En prélude à la présentation, Thomas Hirschhorn réactive son Sas de contamination. Il a travaillé trois semaines avec des collégiens, des lycéens, des étudiants pour reconstituer ce labyrinthe d'immersion artistique. Avec une pratique poreuse au monde extérieur, il réfute les hiérarchies. Dans un grand carambolage à l'esthétique punk, les images d'actualité, les petits objets kitsch et les icônes de l'histoire de l'art se trouvent mêlées dans un joyeux bazar, enchaînés, sans qu'on sache s'ils sont emprisonnés ou protégés.

Après cette installation spectaculaire et débordante d'énergie, l'exposition prend le chemin de l'intime. Un transistor est la seule chose récupérée par un participant dans la maison de sa mère à Tanger. À l’intérieur, il y avait une cassette d'Oum Kalthoum. Il ne l'a jamais réécoutée. Comme par magie, Zilvinas Kempinas fait tournoyer à côté une bande magnétique et dans le silence, le visiteur retrouve cette voix envolée. Au fil de la présentation, les rapprochements sont formels, thématiques, personnels ou conceptuels. Des objets historiques des fonds du Mucem à Marseille ou de l'hôtel Agar à Cavaillon viennent compléter le projet. Et chacun se retrouvent dans ces histoires.

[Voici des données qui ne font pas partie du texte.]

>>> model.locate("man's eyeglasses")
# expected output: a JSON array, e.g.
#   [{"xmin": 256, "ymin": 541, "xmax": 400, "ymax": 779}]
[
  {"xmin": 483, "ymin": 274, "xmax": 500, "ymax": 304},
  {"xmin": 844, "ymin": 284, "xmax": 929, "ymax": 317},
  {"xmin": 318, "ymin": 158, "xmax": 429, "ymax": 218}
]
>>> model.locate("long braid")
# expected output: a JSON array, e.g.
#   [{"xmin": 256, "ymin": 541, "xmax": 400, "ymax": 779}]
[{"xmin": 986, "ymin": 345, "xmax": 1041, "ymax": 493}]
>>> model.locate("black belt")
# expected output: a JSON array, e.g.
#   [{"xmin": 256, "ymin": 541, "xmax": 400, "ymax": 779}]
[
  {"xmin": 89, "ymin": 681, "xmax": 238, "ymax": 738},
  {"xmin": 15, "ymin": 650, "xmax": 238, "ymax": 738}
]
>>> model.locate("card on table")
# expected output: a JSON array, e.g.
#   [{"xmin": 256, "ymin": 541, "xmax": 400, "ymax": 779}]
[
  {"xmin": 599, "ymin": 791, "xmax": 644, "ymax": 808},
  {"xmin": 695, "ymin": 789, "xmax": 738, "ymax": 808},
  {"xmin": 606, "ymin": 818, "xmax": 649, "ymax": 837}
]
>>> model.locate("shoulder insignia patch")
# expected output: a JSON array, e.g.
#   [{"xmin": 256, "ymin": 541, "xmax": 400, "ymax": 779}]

Une pièce de cinq francs trouée, qui accrochée à un fil de pêche, permettait de téléphoner à volonté dans une cabine téléphonique des années 80. Un ouvre-boîte pour gaucher acheté par erreur par un fils mort dans un accident de voiture. La valise d'un ancien militant communiste contenant peut-être d'anciens secrets. Un faire-part de naissance, le collier d'une grand-mère, une bague punk ou une carte postale... Une paire de galoches voisine avec les sabots offerts par Jean-Michel Basquiat à Yvon Lambert, au retour d'une virée narcotique. Un boubou transmis de génération en génération dialogue avec Les Reines de France d'Anselm Kiefer, où l'artiste détourne une petite robe. Une croix de Camargue converse avec des bougies de Fatima photographiées par Nan Goldin, qui revient très régulièrement au fil de l'accrochage avec ses images de maternité évoquant les madones ou ses scènes d'amour. Au fil de la visite, des oeuvres de Jannis Kounellis, Miquel Barcelo, On Kawara, Yann Sérandour ou Andres Serrano viennent compléter le projet.

Intimes, les objets reprennent des thématiques universelles qui traversent l'histoire de l'art, la mémoire qui est également au cœur du travail de Christian Boltanski, l'amour, le sacré et même le paysage... Dans ambiance lumineuse, la nature apparaît dans une salle avec un appeau, une cruche, une canne à pêche, mais aussi des empreintes de chlorophylle de Giuseppe Penone ou une installation en ardoise du land-artiste de Richard Long. En regard de photos de nuages prêtées par un participant, David Horvitz envoie chaque jour une photo du ciel. L'aventure continue...

Jusqu'au 29 janvier 2023. Mardi au dimanche, 11 h-18 h. Collection Lambert, 5 rue de la Violette, Avignon. 10 €, réduit 8, enfants 2 €. 04 90 16 56 20.